C has influenced almost all programming languages we’ll be examining in this article, especially Objective-C and C++. So, if you know C well, you’d probably have less difficulty picking up other popular languages. Since C takes more complex code to perform simple tasks, beginners may find it tough to keep themselves motivated if they choose it as their first language. However, knowledge of C will definitely help you as a programmer.
Objective-C / Swift (for iOS development)
Objective-C is a layer built on the C language, making it static, but it can also be used for dynamic typing. Apple’s Swift is a static language designed to be compatible with Objective-C, but its static-typing makes it more resilient to errors.
Inspired by Python, Swift aims to be easy for coding newbies to pick up, and has been designed to fix some of the issues of Objective-C.

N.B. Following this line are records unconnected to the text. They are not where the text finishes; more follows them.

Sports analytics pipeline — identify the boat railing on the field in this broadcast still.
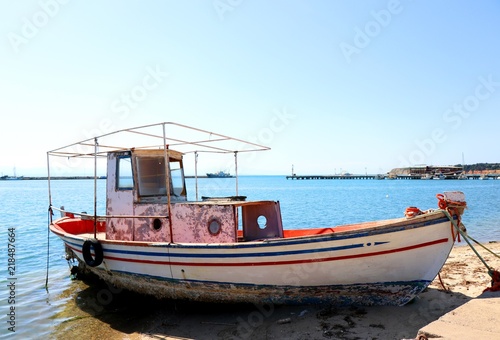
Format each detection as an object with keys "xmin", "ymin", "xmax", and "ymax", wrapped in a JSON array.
[
  {"xmin": 52, "ymin": 206, "xmax": 173, "ymax": 222},
  {"xmin": 47, "ymin": 122, "xmax": 272, "ymax": 238}
]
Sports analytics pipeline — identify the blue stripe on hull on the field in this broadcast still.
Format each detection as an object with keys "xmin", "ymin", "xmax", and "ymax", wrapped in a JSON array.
[
  {"xmin": 66, "ymin": 239, "xmax": 367, "ymax": 258},
  {"xmin": 63, "ymin": 215, "xmax": 449, "ymax": 260}
]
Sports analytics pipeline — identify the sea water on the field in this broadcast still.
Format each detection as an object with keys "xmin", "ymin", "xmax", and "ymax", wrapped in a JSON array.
[{"xmin": 0, "ymin": 177, "xmax": 499, "ymax": 338}]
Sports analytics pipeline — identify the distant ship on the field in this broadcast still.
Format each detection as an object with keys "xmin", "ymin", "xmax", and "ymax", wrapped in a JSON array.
[
  {"xmin": 206, "ymin": 171, "xmax": 233, "ymax": 178},
  {"xmin": 0, "ymin": 175, "xmax": 23, "ymax": 180},
  {"xmin": 0, "ymin": 167, "xmax": 23, "ymax": 180}
]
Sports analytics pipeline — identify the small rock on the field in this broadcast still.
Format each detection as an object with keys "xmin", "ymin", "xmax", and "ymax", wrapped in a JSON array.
[{"xmin": 277, "ymin": 317, "xmax": 292, "ymax": 325}]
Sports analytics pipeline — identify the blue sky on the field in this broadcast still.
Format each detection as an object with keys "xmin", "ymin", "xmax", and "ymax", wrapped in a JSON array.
[{"xmin": 1, "ymin": 0, "xmax": 499, "ymax": 176}]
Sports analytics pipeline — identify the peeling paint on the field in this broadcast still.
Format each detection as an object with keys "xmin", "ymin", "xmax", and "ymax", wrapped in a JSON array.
[
  {"xmin": 106, "ymin": 152, "xmax": 135, "ymax": 241},
  {"xmin": 134, "ymin": 204, "xmax": 170, "ymax": 242},
  {"xmin": 171, "ymin": 203, "xmax": 237, "ymax": 243},
  {"xmin": 80, "ymin": 265, "xmax": 428, "ymax": 306}
]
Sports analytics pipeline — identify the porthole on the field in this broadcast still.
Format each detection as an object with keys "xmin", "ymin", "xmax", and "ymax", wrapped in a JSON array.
[
  {"xmin": 208, "ymin": 218, "xmax": 222, "ymax": 236},
  {"xmin": 153, "ymin": 218, "xmax": 162, "ymax": 231},
  {"xmin": 257, "ymin": 215, "xmax": 267, "ymax": 230}
]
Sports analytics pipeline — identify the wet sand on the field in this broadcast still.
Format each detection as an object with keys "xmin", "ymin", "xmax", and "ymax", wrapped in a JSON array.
[{"xmin": 51, "ymin": 242, "xmax": 500, "ymax": 340}]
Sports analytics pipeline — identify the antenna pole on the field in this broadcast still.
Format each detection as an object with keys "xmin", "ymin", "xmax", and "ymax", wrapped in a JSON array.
[
  {"xmin": 194, "ymin": 151, "xmax": 199, "ymax": 201},
  {"xmin": 234, "ymin": 151, "xmax": 238, "ymax": 196},
  {"xmin": 93, "ymin": 138, "xmax": 98, "ymax": 239},
  {"xmin": 163, "ymin": 124, "xmax": 174, "ymax": 242}
]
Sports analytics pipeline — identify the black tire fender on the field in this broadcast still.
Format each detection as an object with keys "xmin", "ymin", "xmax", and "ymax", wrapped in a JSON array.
[{"xmin": 82, "ymin": 238, "xmax": 104, "ymax": 267}]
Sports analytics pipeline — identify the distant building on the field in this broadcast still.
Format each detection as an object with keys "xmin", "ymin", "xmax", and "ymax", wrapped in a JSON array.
[{"xmin": 388, "ymin": 165, "xmax": 464, "ymax": 178}]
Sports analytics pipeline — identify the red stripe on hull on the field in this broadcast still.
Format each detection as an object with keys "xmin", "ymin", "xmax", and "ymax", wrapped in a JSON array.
[{"xmin": 66, "ymin": 237, "xmax": 449, "ymax": 267}]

C++ is a powerful language based on C. It is designed for programming systems software, but has also been used to build games/game engines, desktop apps, mobile apps, and web apps. C++ is powerful and fast, so even Facebook has developed several high performance and high reliability components with it.
Many pieces of software have been built with C++, including Adobe Systems, Amazon, Paypal, Chrome, and more. Much like C, C++ is generally considered harder for beginners to learn on their own, so if you decide to learn C++ as your first language, feel free to look for a mentor via Meetups or find a C++ Codementor.
C# (“C Sharp”) is developed to be used for Microsoft’s .NET framework, which runs primarily on Microsoft Windows.
C# is used for web development, game development, and general Microsoft development. Although Microsoft was not known for being cross-platform compatible in the past, Xamarin has been working on an open-source project called Mono, which aims to port C# to other platforms and bring better development tools to Linux developers. Recently you can also use C# to build native mobile apps for iOS and Android through Xamarin.
SQL (“Sequel”), or Structured Query Language, is a query language used to communicate with databases. Although SQL cannot be used to build apps, it is used to manage the data in apps that use relational database manage systems (RDMS).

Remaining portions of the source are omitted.